This live webinar panel, chaired by Amber Loomis of LGBTIQ+ Health Australia, explores the recently released Lean on Me report from La Trobe University. The report revealed that the responsibility for providing suicide prevention in LGBTQ communities in Melbourne frequently falls on peers with little or no training in responding to a mental health crisis. This ARCSHS report, funded by North Western Melbourne Primary Health Network (NWMPHN), explores how LGBTQ individuals experiencing mental health concerns turn to their peers.
Our panel will explore the ways that suicide prevention and mental health-related peer support is extensive and vital in LGBTQ communities in Melbourne. Such informal support can involve a person being there for a friend, partner, colleague or even a stranger during a mental health crisis, including when they are suicidal. The study drew from data collected in qualitative interviews with 25 people living in metropolitan Melbourne, Australia, and identifying as LGBTQ.
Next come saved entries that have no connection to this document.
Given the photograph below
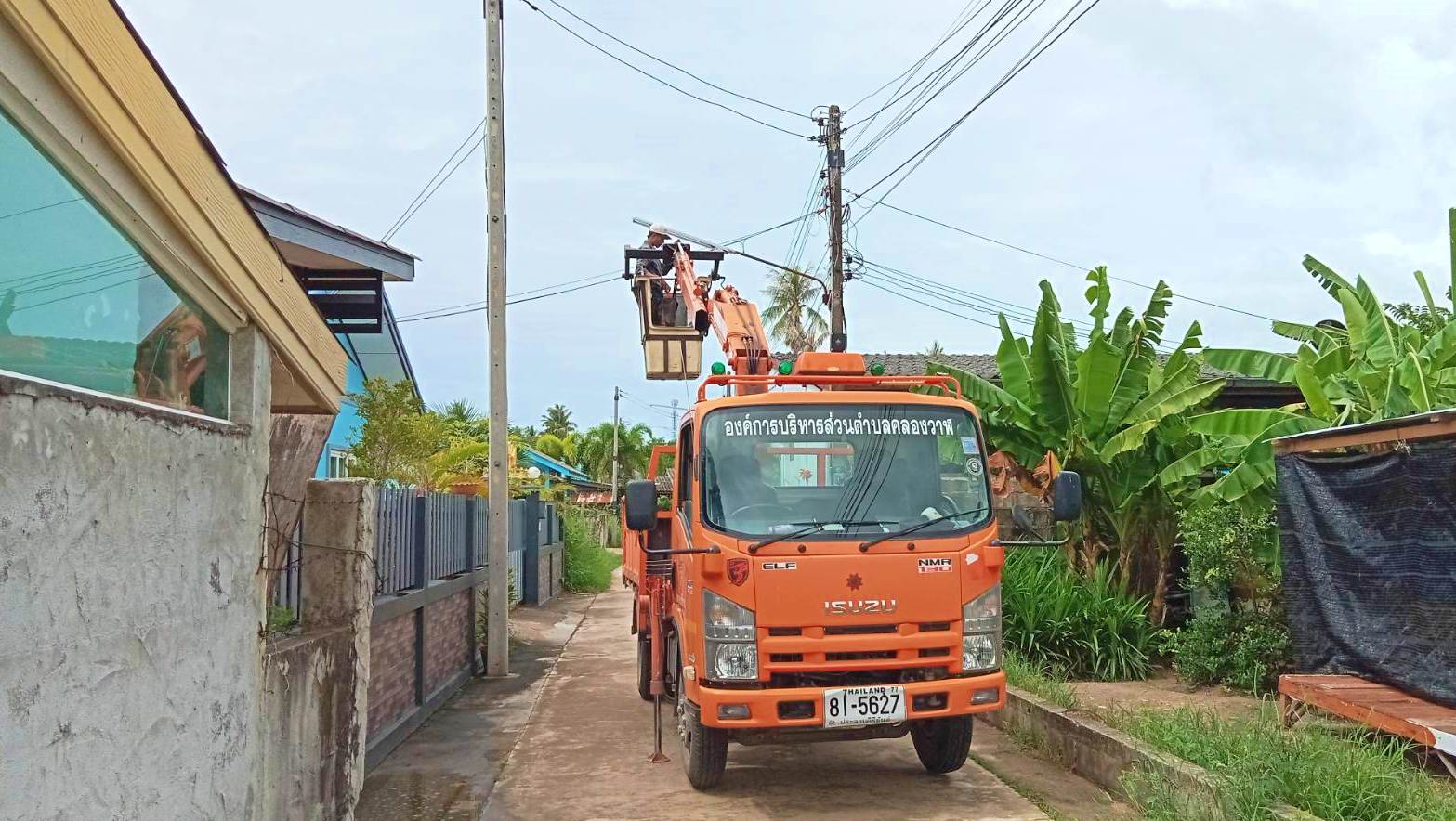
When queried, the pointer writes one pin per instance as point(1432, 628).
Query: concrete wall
point(316, 684)
point(130, 652)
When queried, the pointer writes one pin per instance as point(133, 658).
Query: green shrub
point(1232, 549)
point(588, 564)
point(1083, 628)
point(1335, 777)
point(1245, 649)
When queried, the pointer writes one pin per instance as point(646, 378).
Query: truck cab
point(827, 567)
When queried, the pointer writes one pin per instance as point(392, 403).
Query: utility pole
point(616, 399)
point(497, 638)
point(834, 164)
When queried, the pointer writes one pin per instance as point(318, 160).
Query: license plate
point(858, 706)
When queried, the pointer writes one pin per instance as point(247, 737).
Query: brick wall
point(447, 641)
point(392, 671)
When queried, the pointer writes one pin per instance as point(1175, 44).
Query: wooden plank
point(89, 50)
point(1437, 425)
point(1369, 716)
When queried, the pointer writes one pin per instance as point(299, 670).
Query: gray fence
point(436, 536)
point(426, 538)
point(430, 571)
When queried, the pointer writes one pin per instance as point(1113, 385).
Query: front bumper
point(765, 705)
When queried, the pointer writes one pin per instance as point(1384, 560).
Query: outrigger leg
point(657, 757)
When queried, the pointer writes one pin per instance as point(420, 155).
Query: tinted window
point(82, 306)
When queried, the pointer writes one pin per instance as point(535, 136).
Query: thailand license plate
point(859, 706)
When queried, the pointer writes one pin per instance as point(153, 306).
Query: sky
point(1206, 143)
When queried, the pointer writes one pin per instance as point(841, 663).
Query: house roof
point(551, 464)
point(308, 241)
point(985, 367)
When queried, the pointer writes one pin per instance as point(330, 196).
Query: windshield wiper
point(814, 528)
point(914, 528)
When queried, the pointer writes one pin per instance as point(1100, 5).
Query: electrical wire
point(655, 79)
point(40, 208)
point(510, 302)
point(1073, 266)
point(917, 64)
point(426, 192)
point(652, 57)
point(1021, 12)
point(1037, 50)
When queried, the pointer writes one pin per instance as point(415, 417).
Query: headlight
point(736, 659)
point(731, 642)
point(980, 652)
point(724, 620)
point(980, 632)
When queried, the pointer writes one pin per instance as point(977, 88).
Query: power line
point(1037, 50)
point(426, 192)
point(655, 79)
point(1073, 266)
point(926, 95)
point(40, 208)
point(673, 66)
point(510, 302)
point(917, 64)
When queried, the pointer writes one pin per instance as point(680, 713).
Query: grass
point(1039, 682)
point(1334, 776)
point(1338, 776)
point(588, 564)
point(1088, 628)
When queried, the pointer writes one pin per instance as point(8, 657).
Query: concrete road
point(583, 756)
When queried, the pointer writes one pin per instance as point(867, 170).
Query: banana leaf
point(1328, 280)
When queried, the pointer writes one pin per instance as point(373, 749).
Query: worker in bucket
point(660, 277)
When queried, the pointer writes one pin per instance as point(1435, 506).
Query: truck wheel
point(942, 744)
point(644, 667)
point(705, 749)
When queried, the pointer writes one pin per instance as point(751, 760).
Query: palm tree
point(557, 421)
point(793, 313)
point(464, 421)
point(634, 450)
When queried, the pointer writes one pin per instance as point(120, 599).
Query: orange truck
point(816, 558)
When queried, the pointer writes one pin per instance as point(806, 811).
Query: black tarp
point(1369, 554)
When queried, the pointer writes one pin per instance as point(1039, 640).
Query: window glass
point(79, 305)
point(852, 467)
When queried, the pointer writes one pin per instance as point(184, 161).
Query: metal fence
point(426, 538)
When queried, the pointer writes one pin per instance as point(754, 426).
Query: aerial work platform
point(672, 336)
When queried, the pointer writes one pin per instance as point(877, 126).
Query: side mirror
point(641, 504)
point(1066, 497)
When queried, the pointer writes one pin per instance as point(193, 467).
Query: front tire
point(705, 749)
point(942, 744)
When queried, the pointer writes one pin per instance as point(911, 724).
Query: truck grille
point(887, 652)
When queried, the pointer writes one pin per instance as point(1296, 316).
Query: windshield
point(862, 469)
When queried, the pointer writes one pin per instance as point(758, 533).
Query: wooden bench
point(1373, 705)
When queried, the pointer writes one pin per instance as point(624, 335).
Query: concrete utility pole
point(497, 638)
point(616, 399)
point(837, 339)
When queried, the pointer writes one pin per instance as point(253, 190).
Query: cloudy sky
point(1209, 143)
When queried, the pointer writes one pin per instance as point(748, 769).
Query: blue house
point(344, 274)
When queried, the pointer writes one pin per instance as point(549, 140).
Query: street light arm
point(746, 255)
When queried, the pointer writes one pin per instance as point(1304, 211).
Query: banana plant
point(1111, 410)
point(1366, 366)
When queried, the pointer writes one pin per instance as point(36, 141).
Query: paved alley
point(584, 756)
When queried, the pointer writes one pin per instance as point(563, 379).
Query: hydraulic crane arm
point(734, 319)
You can read the full report by clicking the button below:
About the Webinar Panel
Dr Adam Bourne is Associate Professor of Public Health and Deputy Director of the Australian Research Centre in Sex, Health and Society at La Trobe University where he leads a large program of research relating to LGBTIQ health and wellbeing. He has a particular focus on research into mental health and suicidality, alcohol and other drug use and family violence. Adam is a member of the Victorian Whole of Government LGBTIQ Taskforce and Co-Chairs its LGBTIQ Health and Human Services Committee.
Dr Andrea Waling is an Australian Research Council DECRA Fellow (2020-2023) at the Australian Research Centre in Sex, Health and Society (ARCSHS), La Trobe University in Melbourne, Australia. She is currently working across a range of research projects involving explorations of men, sexuality, and bodies; young people and sexual literacy, technologies, sex, and sexual intimacy, and LGBTIQ+ health and well-being.
Anna (she/her) is a community champion striving to put LGBTIQA+ suicide prevention on the national agenda. Proudly bisexual, Anna leads Switchboard Victoria’s suicide prevention program.
She is a powerful voice, advocate, lived experience representative and recognised as an influential emerging leader in the mental health and suicide prevention sectors. In 2020 Anna was honoured to named one of Out for Australia's 30 under 30. Anna delights in sipping green tea, origami folding and co-parenting a boisterous young greyhound.
Jo Read is the Project Officer, Suicide Prevention Initiative at NWMPHN. Jo has led the LGBTIQ+ Suicide Prevention Trial for the past two years co-designing suicide prevention activities with LGBTIQ+ communities, people with lived experience, community controlled organisation and health organisations. Which included the Lean on Me Research project.